Он добрался до Паз-реки и здесь в узкой долинке вблизи ревучего падуна поставил первый сруб — часовенку в память святых Бориса и Глеба, малолетних княжичей, в конце IX века убитых вероломным их братом Святополком окаянным.
Было тогда Трифону от роду сорок семь лет. Трогательная память о двух безвинно убиенных подростках, может быть, говорила о том, что в суровой душе монаха жила тоска и тяга к простым радостям, которых он был лишен?
Освоив Паз-реку, Трифон двинулся по ее руслу вверх и добрался до Печенги, где основал второй форпост России — Печенгский монастырь. Такая же вольнолюбивая бродячая братия, как и он сам, собралась вокруг него. Неизвестно, откуда они сошлись. На Руси, в далекой Москве, в то время лютовали опричники. Царь Иван Васильевич завоевал Казань. Трифон же учил лопарей всему, что знал, да и сам у них учился бить зверя, промышлять рыбу, терпеливо обживать трудную землю.
Весть о заселении Севера дошла до Москвы, и Иван Грозный, весьма интересовавшийся освоением далеких окраин, в 1556 году пожаловал монастырю грамоту.

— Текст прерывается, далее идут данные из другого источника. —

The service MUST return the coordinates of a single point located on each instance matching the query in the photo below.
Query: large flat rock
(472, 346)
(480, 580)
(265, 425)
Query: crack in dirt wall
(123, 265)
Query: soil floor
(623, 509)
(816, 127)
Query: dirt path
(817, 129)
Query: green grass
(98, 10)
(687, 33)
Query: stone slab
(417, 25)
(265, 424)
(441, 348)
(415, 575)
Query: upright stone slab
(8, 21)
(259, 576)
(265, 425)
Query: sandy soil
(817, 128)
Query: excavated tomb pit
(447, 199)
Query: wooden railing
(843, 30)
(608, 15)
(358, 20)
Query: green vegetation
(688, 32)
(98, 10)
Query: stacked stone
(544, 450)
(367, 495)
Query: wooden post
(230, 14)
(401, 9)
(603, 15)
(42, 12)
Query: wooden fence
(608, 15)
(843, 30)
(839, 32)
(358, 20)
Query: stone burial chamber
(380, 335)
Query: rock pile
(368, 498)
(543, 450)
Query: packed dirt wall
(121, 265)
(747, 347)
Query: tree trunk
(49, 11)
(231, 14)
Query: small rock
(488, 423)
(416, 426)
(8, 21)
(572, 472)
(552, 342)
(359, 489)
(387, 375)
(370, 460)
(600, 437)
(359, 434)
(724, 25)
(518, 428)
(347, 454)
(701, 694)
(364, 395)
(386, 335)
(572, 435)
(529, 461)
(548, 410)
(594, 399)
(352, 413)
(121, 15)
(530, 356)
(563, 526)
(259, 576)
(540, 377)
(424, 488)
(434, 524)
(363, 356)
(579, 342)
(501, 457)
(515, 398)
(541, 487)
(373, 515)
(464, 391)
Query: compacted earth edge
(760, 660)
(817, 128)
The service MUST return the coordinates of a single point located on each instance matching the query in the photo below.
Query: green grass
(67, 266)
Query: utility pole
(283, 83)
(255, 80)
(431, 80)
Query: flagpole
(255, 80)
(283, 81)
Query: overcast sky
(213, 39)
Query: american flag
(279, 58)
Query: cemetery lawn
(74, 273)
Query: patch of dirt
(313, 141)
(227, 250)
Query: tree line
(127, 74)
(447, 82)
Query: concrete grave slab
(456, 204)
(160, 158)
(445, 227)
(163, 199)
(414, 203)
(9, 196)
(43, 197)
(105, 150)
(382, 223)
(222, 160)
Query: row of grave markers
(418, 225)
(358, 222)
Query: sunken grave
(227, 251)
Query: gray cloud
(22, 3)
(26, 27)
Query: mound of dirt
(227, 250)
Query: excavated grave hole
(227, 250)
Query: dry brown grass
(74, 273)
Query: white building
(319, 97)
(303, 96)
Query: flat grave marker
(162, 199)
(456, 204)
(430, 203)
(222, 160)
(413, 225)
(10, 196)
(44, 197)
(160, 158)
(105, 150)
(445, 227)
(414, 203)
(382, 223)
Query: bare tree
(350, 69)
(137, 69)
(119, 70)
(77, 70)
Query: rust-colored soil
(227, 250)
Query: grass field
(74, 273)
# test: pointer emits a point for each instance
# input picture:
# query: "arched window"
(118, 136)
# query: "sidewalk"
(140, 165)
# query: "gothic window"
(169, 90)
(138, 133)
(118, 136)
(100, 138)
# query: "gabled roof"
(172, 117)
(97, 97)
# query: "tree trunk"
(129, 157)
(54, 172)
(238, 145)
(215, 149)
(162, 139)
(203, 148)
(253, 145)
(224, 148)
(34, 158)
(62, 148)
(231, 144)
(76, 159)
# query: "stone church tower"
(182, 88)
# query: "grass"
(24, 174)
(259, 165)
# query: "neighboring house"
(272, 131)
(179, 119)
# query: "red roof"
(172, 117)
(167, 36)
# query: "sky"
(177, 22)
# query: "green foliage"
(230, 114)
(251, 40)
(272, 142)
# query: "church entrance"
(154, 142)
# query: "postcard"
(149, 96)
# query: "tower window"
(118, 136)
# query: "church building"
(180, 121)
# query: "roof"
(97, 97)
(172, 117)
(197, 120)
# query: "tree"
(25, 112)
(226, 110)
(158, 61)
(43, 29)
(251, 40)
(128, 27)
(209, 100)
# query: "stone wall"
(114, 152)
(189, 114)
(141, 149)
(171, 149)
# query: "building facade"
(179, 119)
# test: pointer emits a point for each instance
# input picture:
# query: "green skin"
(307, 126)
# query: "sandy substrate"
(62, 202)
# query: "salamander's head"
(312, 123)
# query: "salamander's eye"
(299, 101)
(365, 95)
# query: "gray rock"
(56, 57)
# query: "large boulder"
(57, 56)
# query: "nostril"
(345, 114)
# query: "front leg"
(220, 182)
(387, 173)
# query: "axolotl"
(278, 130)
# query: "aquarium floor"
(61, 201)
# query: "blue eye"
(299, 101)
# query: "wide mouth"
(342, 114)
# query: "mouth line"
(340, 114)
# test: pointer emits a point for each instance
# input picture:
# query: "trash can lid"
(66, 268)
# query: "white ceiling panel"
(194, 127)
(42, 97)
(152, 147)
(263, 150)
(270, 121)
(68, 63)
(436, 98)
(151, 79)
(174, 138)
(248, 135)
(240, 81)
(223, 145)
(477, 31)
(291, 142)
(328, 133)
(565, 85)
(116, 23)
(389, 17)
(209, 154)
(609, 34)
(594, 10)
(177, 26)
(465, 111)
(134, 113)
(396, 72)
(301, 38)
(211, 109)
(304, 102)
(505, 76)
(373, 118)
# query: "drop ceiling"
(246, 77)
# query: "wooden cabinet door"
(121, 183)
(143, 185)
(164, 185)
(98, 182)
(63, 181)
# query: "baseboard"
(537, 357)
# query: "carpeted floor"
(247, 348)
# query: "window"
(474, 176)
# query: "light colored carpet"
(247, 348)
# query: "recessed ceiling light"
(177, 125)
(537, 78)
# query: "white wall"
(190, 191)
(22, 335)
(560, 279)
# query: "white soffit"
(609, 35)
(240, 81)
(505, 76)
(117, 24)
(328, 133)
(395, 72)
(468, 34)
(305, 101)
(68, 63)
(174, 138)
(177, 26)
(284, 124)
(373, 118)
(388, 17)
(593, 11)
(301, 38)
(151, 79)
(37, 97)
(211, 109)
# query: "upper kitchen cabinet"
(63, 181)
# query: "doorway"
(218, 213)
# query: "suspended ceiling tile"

Сам Трифон был еще жив: он прожил без двух годов столетие и умер в 1583 году. А родился, по преданию, близ города Торжка в 1485 году. Это была мощная и прекрасная фигура, о которой и сейчас не худо бы напомнить молодежи, живущей в тех местах. Тогда для них безликие названия «Трифонов ручей» и «Трифонон-вара» наполняются содержанием.
История никогда не бывает мертвой. Взгляд назад так же необходим человеку, как и мечта о будущем. Нужно осознать собственное место в цепи времен и свой долг перед теми, кто ушел, и теми, кто придет после. Это, собственно, и есть история народа.
…В Заполярье есть что-то первозданное: это край воды, камня и тишины. Уши, притерпевшиеся ко множеству шумов, чутко отзываются на молчание.
Можно сказать, что слух прямо-таки поражен им.
Тишина здесь стоит полная, ненарушимая. Ночью просыпаешься — тихо. Собаки не лают, дети не кричат. Для утомленного человека это просто какой-то душевный санаторий. Монастырский покой над снегами. Сколько я здесь ни была, тишина мне никак не приедалась!
Но местные жители от нее томятся. У них мало развлечений. По вечерам инженеры мирно играют в преферанс. Раз в неделю на КПП крутят фильм. Кино здесь — передвижка. Между частями долгий перерыв.
— Только начнешь смеяться, — жалуется жена капитана, — и опять надо ждать. Правда, был у нас солдат по фамилии Гвоздик, такой смешливый, что он все промежутки хохотал. И мы, на него глядя, тоже.
…И еще: тут совершенно нет пыли. Живешь, живешь — проведешь по подоконнику, по спинке кровати — чисто!
Я выглянула на минуту за дверь и услышала, как в криволесье пробует свой голосок пуночка, весенняя птичка. День был мягкий, пасмурный. Порхал легкий снежок. За домом шумела незамерзающая Патсо-Йоки: на горе, как вбитый гвоздь, торчал норвежский пограничный столб. Одно и то же северное небо прикрывало снежным одеялом и их и нашу сторону…
Моей писательской фантазии никак не удается разгуляться. Вот, думаю, поеду куда-нибудь и насочиняю чего не было! А на самом деле еле успеваю записать то, что есть. Даже наружность людей жалко переделывать, имен не хочется переиначивать — уж больно хороши стоят в памяти эти люди, и случаются с ними такие интересные вещи, что жаль было бы припутывать сюда вымысел.